Re: con-translation (was: Semitic/Celtic Ties)
From: | Raymond A. Brown <raybrown@...> |
Date: | Sunday, March 21, 1999, 15:33 |
At 5:43 am +0000 13/3/99, John Fisher wrote:
.......
>I was a bit surprised by your translation, as it's clear to me that
>the inscription is in fact written in an archaic form of Elet Anta.
>My own command of archaic EA is pretty sketchy, but the inscription is
>not very difficult.
[snipped]
>
>> RE-A-NJA (the three symbols)
>The three linear symbols should in fact be read
>LO-A-NA
>Note that Linear B and the other syllabaries of the area do not
>distinguish between /l/ and /r/.
Although Linear B does not make that distinction, the Cypriote syllabary,
in fact, did distinguish the {la}, {le}, {li}, {lo}, {lu} series from the
{ra}, {re}, {ri}, {ro}, {ru} series. What Linear A did is anyone's guess
until such time that the script yields to decipherment.

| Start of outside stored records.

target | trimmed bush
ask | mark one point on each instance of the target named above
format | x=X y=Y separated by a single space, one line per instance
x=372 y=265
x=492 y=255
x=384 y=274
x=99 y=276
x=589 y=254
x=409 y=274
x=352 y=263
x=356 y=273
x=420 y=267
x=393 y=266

>This is clearly the name of the Anta
>goddess Loarna.
>
>Thus the text in fact reads:
>
> "The boy (or prince) of the Left-Hand Folk, of ordinary rank until
> today, comes to lead the people. LOARNA."
>
>Matching it to the modern EA:
>
> Epenyoye setanirvey enente par Shifaye. Loarna.
> epioi zETanTE enetE par siPai LO-A-NA
>
>Or if siPai is a name:
>
> "The boy (or prince) Sipai, of ordinary rank until today, comes to
> lead the people. LOARNA."
Darn it! So speakers of proto-Elet-Anta were settled in the Lisithi plateau
in the 3rd century BC. Oh dear - I'll have to revise all my earlier
theories :)
Ray.
PS - I was a little surprised that no Semiticist on this list queried
Gordon's or Steiglitz's 'translations' of the Psykhro inscription.